Granting the board's summary judgment bid, Vice Chancellor John W. Noble held that the former shareholder plaintiffs failed to supply a “factual basis for concluding that the Board acted with improper motives.”
The court recounted that in November 2010, the Novell board approved a deal under which Novell would be acquired by a wholly owned subsidiary of Attachmate Corp., a software concern. Novell also agreed to sell patents, pending patent applications and lapsed patent applications to a consortium of technology concerns. In February 2011, Novell's shareholders approved the acquisition, which was consummated in April 2011.
In their complaints, the plaintiffs alleged that the Novell board breached its fiduciary duties by favoring Attachmate over competing bidders. In January 2013, the court allowed the plaintiffs' “bad faith claim” to survive a dismissal bid (11 CARE 34, 1/11/13).
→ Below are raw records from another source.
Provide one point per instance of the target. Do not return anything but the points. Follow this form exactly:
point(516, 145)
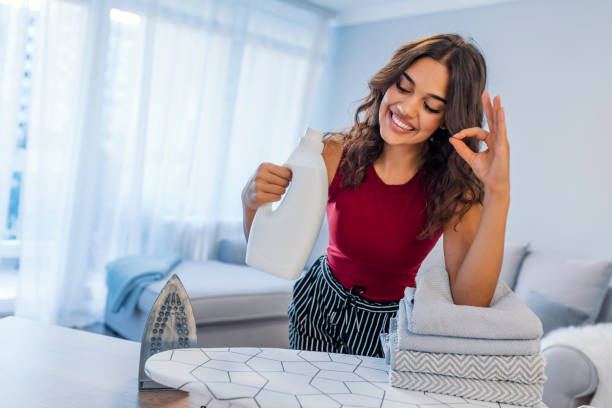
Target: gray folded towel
point(460, 345)
point(506, 392)
point(435, 313)
point(528, 369)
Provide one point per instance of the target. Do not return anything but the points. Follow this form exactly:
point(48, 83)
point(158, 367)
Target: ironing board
point(271, 377)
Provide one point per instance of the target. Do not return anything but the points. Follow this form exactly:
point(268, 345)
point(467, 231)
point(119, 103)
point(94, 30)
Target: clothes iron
point(170, 325)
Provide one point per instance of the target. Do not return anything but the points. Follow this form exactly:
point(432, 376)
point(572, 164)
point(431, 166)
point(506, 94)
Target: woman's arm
point(474, 252)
Subsequently, the defendants moved for a summary judgment, arguing that the plaintiffs have failed to perfect facts showing that the board acted with “any improper motive.”
The court explained that the main issue is whether the board acted on some motive other than “advancing the corporation's best interests.” Applying the applicable “enhanced scrutiny” standard, the court found that “nothing” about the board's actions in consummating the deal was “unreasonable.”
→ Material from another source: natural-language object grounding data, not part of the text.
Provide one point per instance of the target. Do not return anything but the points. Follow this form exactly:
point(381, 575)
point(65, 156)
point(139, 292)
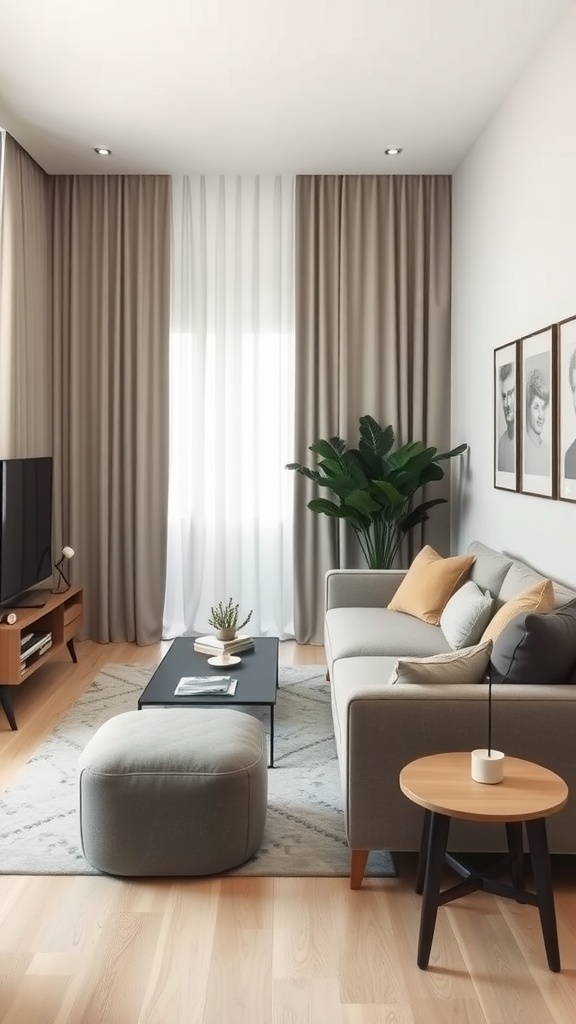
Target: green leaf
point(362, 502)
point(327, 450)
point(450, 455)
point(312, 474)
point(374, 438)
point(324, 507)
point(393, 496)
point(419, 514)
“Delaware law does not require a board to treat all bidders equally, and Defendants have presented unrebutted evidence demonstrating that their actions during the sales process were at least within the realm of reasonableness,” it said.
Plaintiffs were represented by Grant & Eisenhofer P.A., Wilmington, Del.; Faruqi & Faruqi LLP, Wilmington, Del.; and Bernstein Litowitz Berger & Grossman LLP, New York.
Defendants were represented by Skadden, Arps, Slate, Meagher & Flom LLP, Wilmington, Del. and Boston.